Unfortunately, silk highs only last so long and this morning I woke up nauseous and feeling sick all day, probably psychosomatic considering I'm an anxious person, but feeling terrible nonetheless. I missed student teaching, but luckily they have off school tomorrow and Friday, so I have a long weekend to feel better, collect my bearings, and well, knit.

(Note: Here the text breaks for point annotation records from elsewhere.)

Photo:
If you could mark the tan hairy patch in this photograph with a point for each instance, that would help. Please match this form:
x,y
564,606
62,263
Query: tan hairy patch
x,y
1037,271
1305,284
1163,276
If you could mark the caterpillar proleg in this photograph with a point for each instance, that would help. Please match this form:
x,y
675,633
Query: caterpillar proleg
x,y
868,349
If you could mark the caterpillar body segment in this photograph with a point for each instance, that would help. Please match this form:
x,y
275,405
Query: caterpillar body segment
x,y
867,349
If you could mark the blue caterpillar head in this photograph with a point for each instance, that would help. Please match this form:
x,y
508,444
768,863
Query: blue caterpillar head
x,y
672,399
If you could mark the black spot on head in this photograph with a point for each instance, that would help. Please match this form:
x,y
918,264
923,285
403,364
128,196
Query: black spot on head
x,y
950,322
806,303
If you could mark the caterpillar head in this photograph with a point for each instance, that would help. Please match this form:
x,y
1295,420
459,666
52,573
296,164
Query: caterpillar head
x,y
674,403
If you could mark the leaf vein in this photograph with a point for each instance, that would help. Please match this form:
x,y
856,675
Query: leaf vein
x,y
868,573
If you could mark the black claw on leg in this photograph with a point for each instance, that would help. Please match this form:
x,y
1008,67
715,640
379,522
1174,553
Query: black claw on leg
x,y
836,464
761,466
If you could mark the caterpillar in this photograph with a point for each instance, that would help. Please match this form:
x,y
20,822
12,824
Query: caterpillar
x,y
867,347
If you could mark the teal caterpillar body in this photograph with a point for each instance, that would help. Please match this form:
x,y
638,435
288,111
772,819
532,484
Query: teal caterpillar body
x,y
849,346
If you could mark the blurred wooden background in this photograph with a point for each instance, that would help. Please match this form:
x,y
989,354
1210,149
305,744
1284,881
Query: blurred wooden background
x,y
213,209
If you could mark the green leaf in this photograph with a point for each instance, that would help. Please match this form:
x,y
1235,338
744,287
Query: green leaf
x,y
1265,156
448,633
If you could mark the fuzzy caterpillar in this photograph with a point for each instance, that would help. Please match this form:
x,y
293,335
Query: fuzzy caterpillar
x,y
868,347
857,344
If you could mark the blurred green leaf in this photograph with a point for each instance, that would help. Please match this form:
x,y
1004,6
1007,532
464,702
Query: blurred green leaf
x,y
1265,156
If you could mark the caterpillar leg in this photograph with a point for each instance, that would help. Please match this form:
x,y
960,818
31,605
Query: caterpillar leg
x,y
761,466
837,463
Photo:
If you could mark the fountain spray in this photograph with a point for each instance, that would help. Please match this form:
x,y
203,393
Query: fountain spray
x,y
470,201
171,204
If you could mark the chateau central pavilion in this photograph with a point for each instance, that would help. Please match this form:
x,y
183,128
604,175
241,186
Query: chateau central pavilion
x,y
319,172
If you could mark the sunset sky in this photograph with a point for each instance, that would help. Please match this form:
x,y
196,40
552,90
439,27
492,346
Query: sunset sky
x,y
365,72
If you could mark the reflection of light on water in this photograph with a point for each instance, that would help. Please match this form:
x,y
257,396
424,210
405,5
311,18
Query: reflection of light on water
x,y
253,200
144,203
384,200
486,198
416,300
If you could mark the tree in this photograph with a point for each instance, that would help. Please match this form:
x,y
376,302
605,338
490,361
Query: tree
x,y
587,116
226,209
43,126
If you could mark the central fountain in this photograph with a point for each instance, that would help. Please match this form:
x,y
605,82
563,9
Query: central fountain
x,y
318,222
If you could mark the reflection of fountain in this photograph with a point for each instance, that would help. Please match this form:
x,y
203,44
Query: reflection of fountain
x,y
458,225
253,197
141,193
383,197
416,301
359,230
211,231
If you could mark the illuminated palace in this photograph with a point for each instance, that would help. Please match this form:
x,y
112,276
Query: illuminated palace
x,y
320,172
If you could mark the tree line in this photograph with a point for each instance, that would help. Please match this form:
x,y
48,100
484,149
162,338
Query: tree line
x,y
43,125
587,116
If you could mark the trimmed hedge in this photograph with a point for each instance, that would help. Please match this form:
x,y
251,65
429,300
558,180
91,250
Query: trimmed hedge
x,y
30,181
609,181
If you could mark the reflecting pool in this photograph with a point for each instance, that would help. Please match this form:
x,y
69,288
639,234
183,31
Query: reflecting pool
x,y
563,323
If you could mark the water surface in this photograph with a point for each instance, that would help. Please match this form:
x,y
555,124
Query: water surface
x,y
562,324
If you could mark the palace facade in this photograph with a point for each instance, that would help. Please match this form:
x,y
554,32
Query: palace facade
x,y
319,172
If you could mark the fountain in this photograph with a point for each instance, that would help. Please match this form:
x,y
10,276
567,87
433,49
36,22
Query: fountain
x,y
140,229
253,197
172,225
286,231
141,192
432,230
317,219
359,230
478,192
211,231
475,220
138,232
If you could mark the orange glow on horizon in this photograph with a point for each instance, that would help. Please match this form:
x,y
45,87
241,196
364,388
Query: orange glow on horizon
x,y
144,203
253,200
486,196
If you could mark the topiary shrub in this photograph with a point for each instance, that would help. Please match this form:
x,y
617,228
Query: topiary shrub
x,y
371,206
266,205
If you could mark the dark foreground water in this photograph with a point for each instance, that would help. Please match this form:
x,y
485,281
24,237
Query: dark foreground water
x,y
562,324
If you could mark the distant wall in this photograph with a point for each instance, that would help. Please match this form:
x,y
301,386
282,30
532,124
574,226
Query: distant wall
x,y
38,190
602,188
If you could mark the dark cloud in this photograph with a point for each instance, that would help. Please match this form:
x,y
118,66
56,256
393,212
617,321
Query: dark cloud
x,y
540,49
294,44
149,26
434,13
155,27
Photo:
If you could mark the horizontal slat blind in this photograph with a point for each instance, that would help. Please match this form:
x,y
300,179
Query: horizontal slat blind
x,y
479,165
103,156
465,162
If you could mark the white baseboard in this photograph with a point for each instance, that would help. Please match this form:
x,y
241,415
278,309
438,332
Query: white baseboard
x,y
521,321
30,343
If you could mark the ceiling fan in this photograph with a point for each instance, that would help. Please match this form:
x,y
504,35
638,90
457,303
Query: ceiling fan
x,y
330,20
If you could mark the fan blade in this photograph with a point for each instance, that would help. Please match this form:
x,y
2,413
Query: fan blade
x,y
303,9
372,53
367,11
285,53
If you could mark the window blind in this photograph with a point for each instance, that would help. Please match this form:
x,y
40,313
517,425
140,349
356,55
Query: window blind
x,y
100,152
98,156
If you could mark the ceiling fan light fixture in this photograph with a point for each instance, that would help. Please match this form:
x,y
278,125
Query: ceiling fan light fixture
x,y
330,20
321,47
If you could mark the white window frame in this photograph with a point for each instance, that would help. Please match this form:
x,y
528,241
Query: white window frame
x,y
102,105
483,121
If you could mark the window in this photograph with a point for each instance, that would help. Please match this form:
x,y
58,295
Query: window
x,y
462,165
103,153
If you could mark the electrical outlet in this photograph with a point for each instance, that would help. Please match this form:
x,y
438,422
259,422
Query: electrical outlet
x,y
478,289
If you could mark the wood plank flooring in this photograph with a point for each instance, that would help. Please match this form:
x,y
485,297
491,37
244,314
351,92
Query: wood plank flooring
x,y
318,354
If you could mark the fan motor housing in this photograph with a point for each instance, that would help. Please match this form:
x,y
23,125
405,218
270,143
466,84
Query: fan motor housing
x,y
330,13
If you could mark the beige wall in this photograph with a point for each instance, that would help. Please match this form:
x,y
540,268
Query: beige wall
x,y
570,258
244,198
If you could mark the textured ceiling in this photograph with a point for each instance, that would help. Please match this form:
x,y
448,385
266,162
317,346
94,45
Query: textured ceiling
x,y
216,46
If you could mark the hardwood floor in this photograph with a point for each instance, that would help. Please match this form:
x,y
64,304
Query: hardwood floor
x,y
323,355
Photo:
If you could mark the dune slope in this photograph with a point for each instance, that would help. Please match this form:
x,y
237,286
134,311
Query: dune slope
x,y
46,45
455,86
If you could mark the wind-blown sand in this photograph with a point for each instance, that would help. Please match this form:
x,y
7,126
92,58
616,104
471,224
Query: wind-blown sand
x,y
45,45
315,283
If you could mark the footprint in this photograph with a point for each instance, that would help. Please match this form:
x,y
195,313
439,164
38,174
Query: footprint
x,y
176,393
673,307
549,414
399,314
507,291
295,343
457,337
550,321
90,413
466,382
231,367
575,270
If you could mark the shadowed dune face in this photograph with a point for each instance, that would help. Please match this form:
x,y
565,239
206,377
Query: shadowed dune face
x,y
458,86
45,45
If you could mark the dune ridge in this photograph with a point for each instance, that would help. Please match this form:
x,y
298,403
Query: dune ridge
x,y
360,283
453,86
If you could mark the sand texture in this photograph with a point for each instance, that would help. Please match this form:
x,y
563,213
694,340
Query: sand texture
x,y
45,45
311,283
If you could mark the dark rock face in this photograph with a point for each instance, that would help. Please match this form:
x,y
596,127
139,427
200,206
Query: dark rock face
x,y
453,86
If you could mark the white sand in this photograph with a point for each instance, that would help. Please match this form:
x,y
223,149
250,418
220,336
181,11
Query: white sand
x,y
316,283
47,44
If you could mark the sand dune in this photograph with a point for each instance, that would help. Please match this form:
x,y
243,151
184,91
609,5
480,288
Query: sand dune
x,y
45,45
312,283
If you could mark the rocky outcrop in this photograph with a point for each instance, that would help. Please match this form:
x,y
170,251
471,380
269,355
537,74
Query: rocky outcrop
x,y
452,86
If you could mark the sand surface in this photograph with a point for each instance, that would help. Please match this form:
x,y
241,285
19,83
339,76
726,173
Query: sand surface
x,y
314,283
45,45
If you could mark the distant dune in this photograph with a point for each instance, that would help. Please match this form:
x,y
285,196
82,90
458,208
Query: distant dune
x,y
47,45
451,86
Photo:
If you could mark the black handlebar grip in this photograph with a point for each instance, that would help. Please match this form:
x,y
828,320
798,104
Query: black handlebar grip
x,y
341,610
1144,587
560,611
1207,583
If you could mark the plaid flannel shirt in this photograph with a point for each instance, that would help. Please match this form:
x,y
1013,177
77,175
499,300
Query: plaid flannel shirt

Finally, an update on my Meret:
It looks like something that fell off a sheep in a dirty, mangy, clump (Do sheep get mangy?). I'm using a yarn I got at an open air market in Ohio, close to my hometown. It's *clearly* handspun in that sometimes the thickness of the yarn goes from "Bulky?" to "basically sewing thread" which annoys the cats out of me, but is a characteristic I've seen in some commercial yarns as well. I got it in a gigantic hank hanging off a wall, and you know, call it the novelty of the whole situation of being surrounded by miles and miles of people's junk and finding yarn, but I got it for cheap too! In any case, as you can see, it looks terrible. That being said, I'm allowing the blocking process to redeem it. It is a lace pattern which makes blocking inevitable, but I'm hoping it will smooth out the gauge madness issues as well.
Speaking of blocking, I have surrendered the cowl to the blocking process, where she lies now in wait. It was just too scrunched up and uneven on the edges.